When one is living with ABI (Acquired Brain Injury) success stories shared by others can be more trouble than they are worth.
Some recent discussions reinforced for me that publishing success stories is akin to walking a tightrope. Sharing one’s success in conquering certain limitations are definitely something to celebrate. Explaining how one experiences the incremental improvements can be helpful to others. However, to claim that one is ‘cured’ of an ABI is a tough claim to believe.
To claim to have been cured is to claim one has moved from being neurologically atypical to being neurologically typical. If that does in fact happen, I would definitely join in the celebration.
When a person makes generalizations about their success story, to apply to others, I begin to cringe. What works for one person and the process of achieving that success cannot be assumed as a template for anyone else carrying the ABI label.
Let me explain. I began to work with an OT (occupational therapist) a year after my ABI. My OT is a very experienced therapist focusing strictly on MVA (motor vehicle accident) brain injuries. The first thing she told me is that no two injuries are the same. In working with me there is no template to work from. With each client she is starting from scratch.
The OT sessions which were weekly at first and later monthly focused on two things:
- The OT as the detective, finding out what factors in my life needed to be modified,
- The OT as the teacher, training me to become my own detective.
I had to learn to identify what what type of activities were causing me setbacks, or more to the point, what factors in my activities were creating sensory overload (also called flooding).
As the months progressed I learned how to adjust my expectations, the intensity and duration of my activities, the choice of environments, and other factors in order to have a successful day.
Avoiding sensory overload became one of my measures of success. (The quality of my interaction with others, the purpose of my activities was another measure.) I did not relish needing up to four days to recover from an activity that brought on sensory overload.
One of a Kind
Every brain injury is unique because no two people experience injury to the same extent or in the same area or areas of their brain. The direction of the force, the person’s body position, the amount of muscle tension at the time of impact are just some of the contributing factors determining the severity and extent of the brain injury.
The brain is a very complex system of the body. While neuroplasticity, the brain’s ability to heal itself or to compensate, can show amazing results there are limitations to what healing can take place.
No two impacts to the brain are the same. Think of a batter hitting a ball. One mighty swing and the ball goes dead in the infield. Another mighty swing connects with the sweet spot and the ball sails out of the ballpark.
Other factors that affect healing is the level of motivation that a person has, not to mention the life goals a person has their heart set on. In some cases the part of the brain that is injured directly affects a person’s ability to be motivated.
Another factor that affects a person’s rate of recovery is what responsibility they are able to shed. In my situation I have no children at home, no work demands, a caring community and a supportive extended family. I have no restrictions on my personal schedule or regular obligations to meet.
I choose to share my set backs and successes so others might learn from my experience. Sometimes my experiences help a caregiver better understand the person they are supporting.

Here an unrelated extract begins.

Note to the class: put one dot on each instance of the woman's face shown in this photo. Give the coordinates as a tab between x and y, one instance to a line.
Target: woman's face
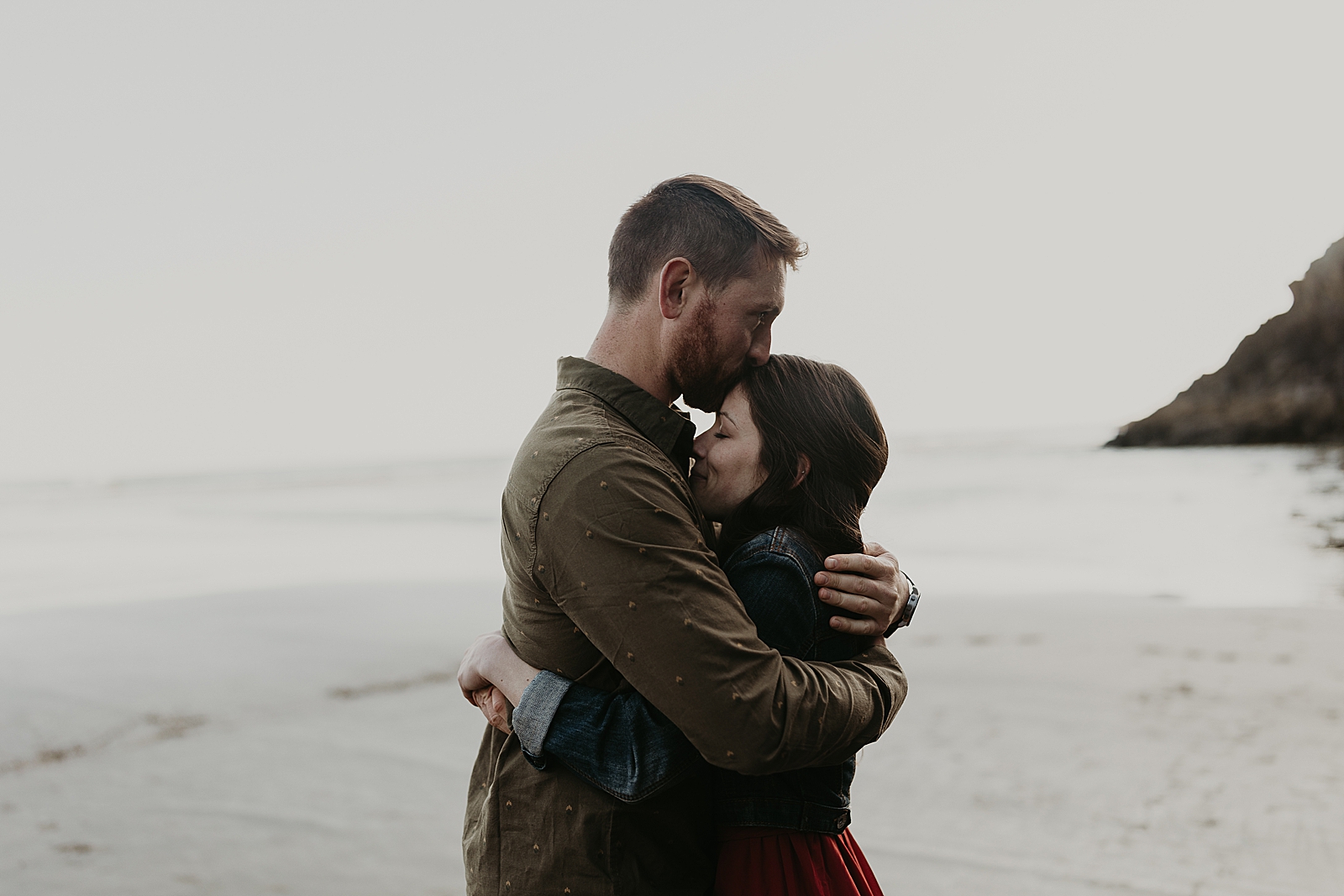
727	458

Other times I hear from others and gain a better understanding of myself.
What I find least helpful is when people make assumptions about which challenges I am dealing with.

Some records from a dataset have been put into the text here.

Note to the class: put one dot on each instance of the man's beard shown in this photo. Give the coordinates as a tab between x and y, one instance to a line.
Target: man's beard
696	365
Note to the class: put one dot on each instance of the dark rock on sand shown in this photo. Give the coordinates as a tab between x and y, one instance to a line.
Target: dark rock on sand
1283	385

“Oh, bright lights must bother you.” (Actually no.)
“You must be dealing with headaches regularly.” (No, that’s very rare.)
The stereo-type impressions that people have are unhelpful and often annoying.
It’s not a matter of defining different environments and putting them into neat little packages – this one works – this one doesn’t work.
Living with ABI has it’s nuances. That’s why it takes detective work to learn to live with it. Let me share a few examples.
I have been in a room with a crowd of people noisily chatting over supper. Within five minutes I need to walk out because I’m going into sensory overload. Another time I will be in a room with a crowd of people and will be fine. The difference can be as subtle as the height of the ceiling in the two different rooms.
My ability to listen to live music is very much limited. In enclosed spaces my limit might be 5 minutes. In an outdoor venue I can manage for up to an hour and sometimes longer. On the other hand, I can happily listen to recorded music all day.
Listen and ask
What I appreciate most when someone has an inkling that I am living with ABI is their willingness to ask questions and listen. That signals to me that the person is willing to learn, wants to gain a better understanding, and has taken a personal interest in my well-being. That is the building blocks for developing a supportive bond.
Love to hear your success story. Great to hear about your personal insights. Tell it with the respect that each of us have our own life to live.